After that I didn’t run into him enough to get nervous because at school we were in different classes and, obviously, I wasn’t hanging around shabby, two-bit, greasy pizza parlors wasting my good time and energy listening to Frankie (and his lap dog, Peter Paul) play his lordship. Besides Joanne, Joanne Doyle, Frankie’s plain jane, so-called girlfriend, and I never got along every since I told her that Frankie was calling me up on the telephone any time they had a “misunderstanding.” She flat-out didn’t believe me but ask Peter Paul, he knows, he knows everything about Frankie Riley and his “love” life.

This year though, sophomore year, John and I have our daily last period study class together and a couple weeks into the class I noticed that he kept looking (for a second anyway) in my direction. And more than once. And I started looking in his direction (for a second anyway, and more than once). As we found out later everybody in the class, including the study class monitor, Miss Wilmot, the old dyke, knew we were “making eyes” at each other. Except, of course, maybe Peter Paul who was also in the study hall down front and reading. Still, naturally, that will not stop him from claiming in his treatise that he was the key to introducing John and I.

Believe me I didn’t know what to do at first. I was “gun-shy” from that sixth grade fiasco party so I was afraid to think that he might be interested in me. But, and I admit it, I was miserable, and had been pretty miserable since John’s rebuff that Chrissie’s party night, even though I went out with lots of boys. Then one day I figured out (and talked to Chrissie about it, and she agreed) that John, shy, quiet John wasn’t going to do anything about me unless I started the ball rolling. And here is what I figured out to do (on my own, no Chrissie help). I was going to go into the lion’s den, the holy of holies, Salducci’s Pizza Parlor where Frankie and his boys, including John, hung out a lot and just flop myself in John’s lap and dare him, no double dare him, to throw me off in a public place. And I was going to do it too, once I got my courage up, or was miserable enough to try anything.
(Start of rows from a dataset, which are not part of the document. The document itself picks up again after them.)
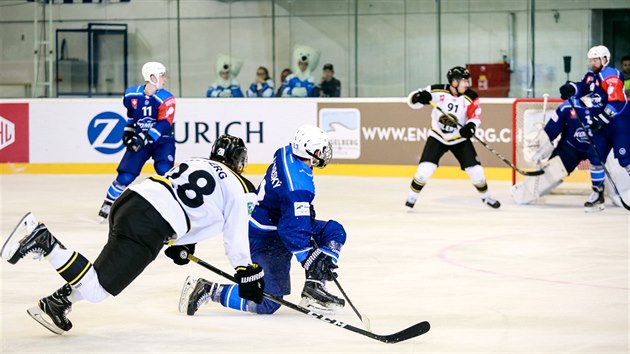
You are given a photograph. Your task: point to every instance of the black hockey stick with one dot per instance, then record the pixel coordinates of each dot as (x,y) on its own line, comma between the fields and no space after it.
(407,333)
(496,153)
(364,319)
(594,148)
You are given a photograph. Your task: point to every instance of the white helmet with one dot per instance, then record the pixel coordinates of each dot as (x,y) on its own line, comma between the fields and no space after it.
(308,139)
(599,51)
(153,68)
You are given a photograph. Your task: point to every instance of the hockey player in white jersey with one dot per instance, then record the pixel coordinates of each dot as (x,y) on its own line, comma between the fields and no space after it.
(195,200)
(462,105)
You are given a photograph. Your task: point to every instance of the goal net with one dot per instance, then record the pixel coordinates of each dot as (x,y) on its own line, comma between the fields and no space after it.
(528,117)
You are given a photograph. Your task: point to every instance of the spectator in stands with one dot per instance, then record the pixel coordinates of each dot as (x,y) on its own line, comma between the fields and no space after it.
(283,76)
(328,86)
(262,86)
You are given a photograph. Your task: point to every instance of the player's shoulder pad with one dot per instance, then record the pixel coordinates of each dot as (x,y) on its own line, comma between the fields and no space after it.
(135,90)
(471,95)
(439,88)
(164,94)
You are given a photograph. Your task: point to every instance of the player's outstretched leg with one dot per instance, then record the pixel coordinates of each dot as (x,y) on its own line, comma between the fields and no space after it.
(595,201)
(316,297)
(51,311)
(195,293)
(29,236)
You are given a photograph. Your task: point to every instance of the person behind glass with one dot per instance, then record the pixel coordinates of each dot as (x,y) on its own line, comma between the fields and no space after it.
(226,85)
(148,134)
(301,82)
(329,86)
(262,86)
(625,70)
(283,76)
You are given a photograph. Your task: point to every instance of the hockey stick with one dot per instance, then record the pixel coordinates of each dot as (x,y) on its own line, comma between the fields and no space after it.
(524,173)
(594,148)
(411,332)
(364,319)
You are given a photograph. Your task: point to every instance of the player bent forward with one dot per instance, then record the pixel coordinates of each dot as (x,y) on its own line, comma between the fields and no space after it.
(283,225)
(462,105)
(195,200)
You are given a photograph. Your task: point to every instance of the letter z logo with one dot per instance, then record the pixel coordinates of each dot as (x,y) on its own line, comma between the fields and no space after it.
(105,132)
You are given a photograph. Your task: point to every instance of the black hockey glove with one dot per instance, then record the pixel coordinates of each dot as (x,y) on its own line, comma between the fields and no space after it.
(468,130)
(251,282)
(422,96)
(179,253)
(319,265)
(138,141)
(568,90)
(128,133)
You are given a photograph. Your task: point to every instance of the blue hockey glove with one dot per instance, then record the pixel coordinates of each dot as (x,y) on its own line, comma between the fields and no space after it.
(251,282)
(319,265)
(128,133)
(568,90)
(179,253)
(138,141)
(598,121)
(422,96)
(468,130)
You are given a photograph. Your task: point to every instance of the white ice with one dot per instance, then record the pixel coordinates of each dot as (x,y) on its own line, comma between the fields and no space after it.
(544,278)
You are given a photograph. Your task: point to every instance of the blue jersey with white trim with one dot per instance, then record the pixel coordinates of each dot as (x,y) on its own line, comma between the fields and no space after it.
(153,114)
(565,123)
(284,206)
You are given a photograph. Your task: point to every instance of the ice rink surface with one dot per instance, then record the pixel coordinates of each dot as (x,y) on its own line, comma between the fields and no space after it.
(545,278)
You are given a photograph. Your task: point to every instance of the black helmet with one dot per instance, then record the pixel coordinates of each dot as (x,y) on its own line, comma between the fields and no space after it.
(231,151)
(457,73)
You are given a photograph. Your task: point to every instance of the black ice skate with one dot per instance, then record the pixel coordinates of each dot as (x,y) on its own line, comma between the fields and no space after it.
(491,202)
(315,297)
(105,209)
(52,310)
(202,292)
(33,237)
(595,201)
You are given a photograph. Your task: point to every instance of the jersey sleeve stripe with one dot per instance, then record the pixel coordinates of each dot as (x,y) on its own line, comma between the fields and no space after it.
(169,187)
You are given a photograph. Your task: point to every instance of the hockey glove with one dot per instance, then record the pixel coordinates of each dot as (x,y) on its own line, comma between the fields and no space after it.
(568,90)
(179,253)
(319,265)
(468,130)
(422,96)
(138,141)
(251,282)
(128,133)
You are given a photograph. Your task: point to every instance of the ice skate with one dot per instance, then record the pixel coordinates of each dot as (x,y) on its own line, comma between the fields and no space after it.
(29,236)
(491,202)
(595,201)
(195,293)
(105,209)
(51,311)
(316,298)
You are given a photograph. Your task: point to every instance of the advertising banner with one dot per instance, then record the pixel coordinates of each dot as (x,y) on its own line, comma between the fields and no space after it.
(391,133)
(14,136)
(90,131)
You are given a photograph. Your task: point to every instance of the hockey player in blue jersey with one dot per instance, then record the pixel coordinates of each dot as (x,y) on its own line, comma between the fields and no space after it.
(558,161)
(226,85)
(148,134)
(301,82)
(283,226)
(602,88)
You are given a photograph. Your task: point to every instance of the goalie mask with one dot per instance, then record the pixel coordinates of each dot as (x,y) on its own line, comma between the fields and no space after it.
(231,151)
(599,52)
(153,68)
(457,73)
(308,141)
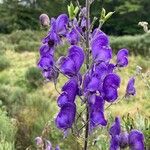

Well, one Friday night, one October Friday night, a few weeks ago I got so miserable at home that I decided to go for broke. I walked up the Downs and entered Salducci’s, fearful, very fearful, but then I saw John sitting on the outside of the booth with the boys (Frankie, Peter Paul, Fingers Kelly John and a couple of other denizens) and saw my chance. I quickly walked over and flopped myself on John lap. And you know what he said. “I’m sorry” as he gently, very gently, broke my fall with his strong arms. My heart went crazy with fear. I thought that I had misinterpreted his looks at me in study class just like at the party and started to get up. But as I started to get up John held me close, held me close like maybe it was going to take the whole football team, both offense and defense, and scrubs and water boys thrown in to get me of his lap before he finished his red-faced say.

And this is what he said, and said in a way that he had been thinking about it for a while. “I’m sorry, real sorry, that I pushed you away at Chrissie’s birthday party and ran out and never apologized. I just didn’t know what to do then.” And he added, “Will you forgive me?” Frankie and the boys were flabbergasted but John, red-faced and all, maybe more so after saying his piece, held his ground. I wanted to say all kinds of witty, smart things but all I could blurt out was, “yes.” I started to get up but he would not let me up (and truthfully I wasn’t trying hard anyway) until he asked to walk me home. You know the answer so I will not be coy. As we walked and talked it seemed like an instant until we got to my house. The lights were out but John said he wanted to talk a little, and we did, boy and girl things that you don’t need to know about. And while we were talking he reached out and held my hand. And I got all red-faced, especially when every once in a while he would loosen up his grip and then gently squeeze my hand again like he was afraid to let go. And I was afraid to let him let it go. I will tell you that night, I swear, John could have done anything he wanted with me, anything, but we just held hands, tight hands. Okay, you have the story straight now.
***When Young Women’s Voices Ruled the Airwaves Before The British Rock Invasion Of The 1960s- Another Look – "The Battle Of The Sexes-Round 235"-For Cindy P., Class Of 1968


CD Review

The Rock ‘N’ Roll Era: The 1960s: Jukebox Memories, various artists, Time-Life Music, 1991


Several years ago, in response to a question on questionnaire sent by members of my 1964 high school class reunion committee, a question posed simply as this-did one prefer the Beatles or the Rolling Stones during one's high school days? I answered in favor of the latter. Needless to say in recounting that experience in this space I provided more than that simply either/or answer. I went on and on about how the Stones' blues-driven early rock numbers “spoke” much more to my boy teenager alienation and angst, girl angst if you must know, than the more “happy music” the Beatles originally produced. I also noted that, as a general proposition, the earlier male rockers of the period from Elvis, Jerry Lee Lewis, Bo Diddley and Chuck Berry “spoke” more to me, for those same reasons, than the girl (the term of the times) vocalists with their generally wistful, whimsical lyrics about the age old boy-meets-girl relationships, and their pratfalls.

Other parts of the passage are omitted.